* If indeed our process for numbering years derives from a particular religion's specific event, then, considering the notional separation of church and state, if cities shouldn't erect nativity scenes at Christmas, how can they spend money on Y2K celebrations?
JOHN R. HARRIS
* Calendar observance days keep changing with the times and with the whim or agenda of those who print the daily life guides for Americans.
The commercial, widely available scheduling calendars now list as many as 23 foreign holidays in addition to our own patriotic days, fun days and a growing number of religious observances. Will some of us be jumping through hoops, for example, on Feb. 6 to celebrate New Zealand's Waitangi Day?
Heading the new year on these calendars, after Scotland's New Year Bank Holiday, is the recently established Martin Luther King Jr. Day, this year set for Monday, Jan. 18. This observance was declared a national holiday at great cost to our nation's employers.
Nevertheless, in the spirit of fair play, balance and affirmative action, another "day" might reasonably be proposed to honor another so-called minority--women--who were disenfranchised until 1920.

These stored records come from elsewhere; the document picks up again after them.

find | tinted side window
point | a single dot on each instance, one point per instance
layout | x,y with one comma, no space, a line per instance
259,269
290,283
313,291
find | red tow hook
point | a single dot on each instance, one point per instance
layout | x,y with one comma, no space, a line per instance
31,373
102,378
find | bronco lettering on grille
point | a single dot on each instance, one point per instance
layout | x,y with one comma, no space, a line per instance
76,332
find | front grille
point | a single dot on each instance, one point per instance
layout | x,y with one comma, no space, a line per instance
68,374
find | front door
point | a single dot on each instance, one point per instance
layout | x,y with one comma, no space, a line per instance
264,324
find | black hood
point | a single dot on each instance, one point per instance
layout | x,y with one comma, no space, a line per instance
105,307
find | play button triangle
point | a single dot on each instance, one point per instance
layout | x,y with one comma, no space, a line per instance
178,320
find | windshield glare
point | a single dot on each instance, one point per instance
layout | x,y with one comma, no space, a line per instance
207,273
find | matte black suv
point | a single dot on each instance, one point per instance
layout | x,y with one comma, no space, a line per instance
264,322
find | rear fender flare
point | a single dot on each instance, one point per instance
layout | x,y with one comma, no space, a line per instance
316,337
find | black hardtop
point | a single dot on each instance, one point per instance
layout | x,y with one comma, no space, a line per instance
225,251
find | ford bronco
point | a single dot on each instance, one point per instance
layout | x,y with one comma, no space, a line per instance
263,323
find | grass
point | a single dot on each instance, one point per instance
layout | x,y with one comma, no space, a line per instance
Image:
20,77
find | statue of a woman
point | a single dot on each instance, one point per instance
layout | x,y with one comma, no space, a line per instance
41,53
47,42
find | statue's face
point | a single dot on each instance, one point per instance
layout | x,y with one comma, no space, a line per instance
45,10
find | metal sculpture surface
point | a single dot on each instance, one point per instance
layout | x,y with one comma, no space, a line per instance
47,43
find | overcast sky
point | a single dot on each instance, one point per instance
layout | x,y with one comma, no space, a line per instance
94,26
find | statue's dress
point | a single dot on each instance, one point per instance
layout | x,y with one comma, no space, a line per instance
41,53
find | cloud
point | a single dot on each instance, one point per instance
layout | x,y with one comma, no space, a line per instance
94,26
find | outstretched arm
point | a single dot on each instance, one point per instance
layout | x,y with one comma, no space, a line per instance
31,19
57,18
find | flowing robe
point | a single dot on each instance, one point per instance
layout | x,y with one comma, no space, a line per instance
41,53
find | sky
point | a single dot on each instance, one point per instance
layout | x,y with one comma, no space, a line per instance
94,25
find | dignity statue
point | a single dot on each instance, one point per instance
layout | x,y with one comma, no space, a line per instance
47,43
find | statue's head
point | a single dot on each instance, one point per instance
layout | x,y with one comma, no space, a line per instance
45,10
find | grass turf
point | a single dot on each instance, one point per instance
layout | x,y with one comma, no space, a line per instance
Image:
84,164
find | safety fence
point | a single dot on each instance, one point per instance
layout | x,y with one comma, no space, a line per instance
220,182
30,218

Our new minority recognition day might be called Susan B. Anthony Day, or Betty Friedan Day, maybe Sue and Bet Day, honoring ladies who clamored about some unreasonable inequities and lifestyle preferences.
Better yet, we can have one all-encompassing Minorities Day, a "Minnies Day," where all minorities can at last be formally recognized and duly embraced by all. In this way we can belatedly pay homage to all minority sectors, women, Native Americans, gays, lesbians, Communists, deadbeat dads, various religious groups, adulterers, perjurers, abortionists, spies against America, polygamists, the back-to-nature folks, pornographers, addicts and gurus of all persuasions.
Adding a "Minnies Day" to recognize all minority groups, and removing most of the observances foreign to the great majority of Americans, will give all of us more space on those scheduling calendars for celebrations and activities of our own choice.